Такой открытой, такой беззащитно искренней была Верочка в эту минуту, так доверяла Званцеву, единственному своему защитнику, что невольно проговорилась о том, первом. И даже сама не заметила. Грех было Званцеву воспользоваться ее минутной слабостью, но так уж устроен человек. Помимо своей воли и даже сожалея, что подхватил это случайно оброненное признание, Званцев уцепился за него, стал его слугой, его рабом – и надолго лишил себя покоя, низвергнувшись в неведомые до тех пор пучины ревности.
Оказывается, этот незабываемый работает в институте! Этот единственный, после которого ей никто не нужен! Эталон мужчины, исхитрившийся пятнадцать лет трусливо сохранять свое инкогнито и ни разу не сунувший коробки конфет собственной, на глазах растущей дочери! Пакостник, испортивший жизнь доверившейся ему чистой и наивной душе! Не сумевший разглядеть такую женщину – теперь уже можно сказать, несостоявшуюся женщину – в прелестном угловатом подростке…
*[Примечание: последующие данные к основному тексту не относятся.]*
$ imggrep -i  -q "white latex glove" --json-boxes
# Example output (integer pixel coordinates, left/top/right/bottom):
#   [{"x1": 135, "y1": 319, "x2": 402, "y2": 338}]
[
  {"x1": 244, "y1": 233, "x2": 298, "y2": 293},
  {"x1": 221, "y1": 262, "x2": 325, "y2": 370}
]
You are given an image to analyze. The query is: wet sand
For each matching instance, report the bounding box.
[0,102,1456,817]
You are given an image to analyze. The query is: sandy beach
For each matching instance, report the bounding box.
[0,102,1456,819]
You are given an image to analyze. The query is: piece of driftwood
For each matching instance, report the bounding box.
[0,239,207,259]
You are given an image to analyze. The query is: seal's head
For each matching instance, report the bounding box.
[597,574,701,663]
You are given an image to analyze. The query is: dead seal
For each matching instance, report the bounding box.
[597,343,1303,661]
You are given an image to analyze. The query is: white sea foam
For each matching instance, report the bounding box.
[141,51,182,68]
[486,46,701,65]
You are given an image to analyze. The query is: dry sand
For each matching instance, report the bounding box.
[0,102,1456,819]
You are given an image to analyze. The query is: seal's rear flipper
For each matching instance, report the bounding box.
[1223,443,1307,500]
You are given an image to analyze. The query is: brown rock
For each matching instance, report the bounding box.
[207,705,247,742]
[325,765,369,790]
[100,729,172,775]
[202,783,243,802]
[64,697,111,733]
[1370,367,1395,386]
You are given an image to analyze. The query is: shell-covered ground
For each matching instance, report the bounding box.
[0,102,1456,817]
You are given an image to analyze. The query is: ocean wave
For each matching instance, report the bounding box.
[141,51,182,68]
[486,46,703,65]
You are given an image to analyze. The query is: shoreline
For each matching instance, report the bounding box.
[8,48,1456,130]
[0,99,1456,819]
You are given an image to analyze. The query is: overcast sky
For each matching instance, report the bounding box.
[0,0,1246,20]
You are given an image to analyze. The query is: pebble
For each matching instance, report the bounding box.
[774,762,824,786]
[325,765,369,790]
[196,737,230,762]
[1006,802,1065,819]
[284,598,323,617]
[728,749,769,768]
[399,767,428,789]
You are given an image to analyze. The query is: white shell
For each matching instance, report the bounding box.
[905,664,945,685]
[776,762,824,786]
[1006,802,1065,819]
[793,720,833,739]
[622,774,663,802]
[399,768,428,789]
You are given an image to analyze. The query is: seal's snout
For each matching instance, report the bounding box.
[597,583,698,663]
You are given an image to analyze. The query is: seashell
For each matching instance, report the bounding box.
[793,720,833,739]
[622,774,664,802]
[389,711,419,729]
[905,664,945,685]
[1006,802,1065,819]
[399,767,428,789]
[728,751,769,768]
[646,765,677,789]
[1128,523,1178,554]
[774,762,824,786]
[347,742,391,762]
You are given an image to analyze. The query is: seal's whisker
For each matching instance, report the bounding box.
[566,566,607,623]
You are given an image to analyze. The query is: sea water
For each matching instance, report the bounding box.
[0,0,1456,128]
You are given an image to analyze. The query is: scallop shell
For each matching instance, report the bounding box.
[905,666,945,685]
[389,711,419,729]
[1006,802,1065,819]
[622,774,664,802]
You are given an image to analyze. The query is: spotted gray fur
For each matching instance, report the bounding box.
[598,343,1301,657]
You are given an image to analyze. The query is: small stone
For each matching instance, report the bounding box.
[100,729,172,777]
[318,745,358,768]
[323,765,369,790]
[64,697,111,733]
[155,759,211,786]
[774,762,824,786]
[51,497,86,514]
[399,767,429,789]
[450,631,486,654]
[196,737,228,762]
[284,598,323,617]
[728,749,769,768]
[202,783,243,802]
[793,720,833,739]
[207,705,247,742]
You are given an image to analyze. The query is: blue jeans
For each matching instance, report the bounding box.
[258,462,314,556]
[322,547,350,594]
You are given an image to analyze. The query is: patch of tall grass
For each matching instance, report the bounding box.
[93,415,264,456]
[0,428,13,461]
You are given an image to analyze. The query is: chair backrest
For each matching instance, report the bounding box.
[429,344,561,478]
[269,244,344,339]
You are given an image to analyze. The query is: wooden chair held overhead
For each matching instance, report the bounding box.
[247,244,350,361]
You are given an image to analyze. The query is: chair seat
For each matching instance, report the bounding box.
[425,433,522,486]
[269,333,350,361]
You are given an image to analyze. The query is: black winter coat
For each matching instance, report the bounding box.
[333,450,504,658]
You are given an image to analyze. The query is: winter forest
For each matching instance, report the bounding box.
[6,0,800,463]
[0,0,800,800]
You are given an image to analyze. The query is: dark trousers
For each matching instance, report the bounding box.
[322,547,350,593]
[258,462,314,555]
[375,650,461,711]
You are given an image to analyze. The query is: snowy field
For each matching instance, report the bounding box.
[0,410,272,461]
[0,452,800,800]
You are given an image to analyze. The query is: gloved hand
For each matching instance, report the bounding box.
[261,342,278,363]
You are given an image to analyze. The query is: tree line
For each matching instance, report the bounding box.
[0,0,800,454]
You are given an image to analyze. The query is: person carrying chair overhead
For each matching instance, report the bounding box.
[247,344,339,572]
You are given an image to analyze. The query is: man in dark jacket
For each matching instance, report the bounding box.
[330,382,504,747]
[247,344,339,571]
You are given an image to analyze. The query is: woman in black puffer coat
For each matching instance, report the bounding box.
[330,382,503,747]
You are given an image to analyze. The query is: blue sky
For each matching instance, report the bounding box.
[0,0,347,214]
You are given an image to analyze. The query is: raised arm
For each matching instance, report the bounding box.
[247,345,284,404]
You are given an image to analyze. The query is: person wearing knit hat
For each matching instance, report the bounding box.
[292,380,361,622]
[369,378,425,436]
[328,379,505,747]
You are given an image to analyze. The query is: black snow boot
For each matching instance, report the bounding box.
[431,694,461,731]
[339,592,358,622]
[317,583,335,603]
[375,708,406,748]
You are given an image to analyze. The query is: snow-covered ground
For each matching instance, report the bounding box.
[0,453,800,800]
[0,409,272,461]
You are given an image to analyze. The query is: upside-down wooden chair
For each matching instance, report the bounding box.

А тех, кто работал в институте к моменту отпочкования, оставалось еще добрых два десятка – одних только мужчин, отвечающих хотя бы минимальным требованиям Веры Владимировны. И начался для Званцева мучительный детектив гаданий и выяснений, омерзительный ему самому и все-таки упоительный в своей неизбежности, беспрецедентное расследование – при полном отсутствии фактов – прошлой жизни Верочки, института и любого из возможных подозреваемых.
Тянулась бы эта фаза в биографии Званцева бог знает как долго и неизвестно куда завела, если б не случай. Танча иногда забегала к матери в институт, благо, дом был рядом, – то за деньгами, то за ключами, то еще за чем-нибудь, так что ее все знали и баловали, как своего рода «дочь полка». Однажды, направляясь в партком, Званцев заметил краем глаза, что в коридоре у окна, почти невидимый за пальмой, Алехин (который последнее время здорово сдал, сгорбился, усох и разом обратился в старика) горячо и заинтересованно внушает что-то дочке Веры Владимировны. А через несколько минут, когда возвращался к себе, услышал знакомые голоса на лестничной площадке, два женских голоса, взвинченный и упрямый. Первый твердил едва не в истерике: «Не смей, не смей», второй же бубнил под нос: «Не твое дело, хочу – и буду, хочу – и буду…»
Какая-то сила толкнула его к лестнице. Распаленная, готовая разрыдаться, почти невменяемая Вера Владимировна отчитывала Танчу, больно дергая за руку:
– Дрянная девчонка, для тебя материны мольбы – пустой звук…
– Хочу – и буду, хочу – и буду… – упрямо повторяла Танча, и Званцев впервые отметил, что она выше матери на голову, что грудь ее уже вовсю вздымается под свитером, что моложавая Вера Владимировна выглядит рядом с дочерью далеко не такой молодой и нестареющей.
– Ты что, Верочка? В чем дело, на тебе лица нет…
Он бережно взял ее под локоть. Она резко вырвала руку, не видя никого и ничего.
– Не хочу, чтоб ей внушали иждивенческую мораль! Не желаю! Не нуждаемся мы в его советах! Пусть он оставит нас в покое, этот… этот…
Танча тягостно, до слез, покраснела.
Он никогда не видел Веру такой. Такой до самых сокровенных глубин растревоженной. Точно все ее существо возмущалось и бунтовало против закрепостившего ее душу «этого».
И пока высокая тоненькая Танча уводила сгорбившуюся под грузом прошлого мать вниз, в библиотеку, вся картина разом выстроилась в голове Званцева. Ну да, ну да, он и раньше знал. Знал всегда – только не догадывался! Разве не странное хобби появилось вдруг у Алехина – самому следить за ремонтом квартиры зама, сначала двухкомнатной, а позднее, когда Званцев привез мать и больную племянницу, – трехкомнатной?! Почему-то ни для кого другого он это свое тайное хобби не употребил, именно для Званцева!
А может, он не для зама старался, для бывшей любовницы – в надежде, что они в конце концов договорятся? Неужто таким образом рассчитывал Алехин загладить свою вину перед нею? Боже мои…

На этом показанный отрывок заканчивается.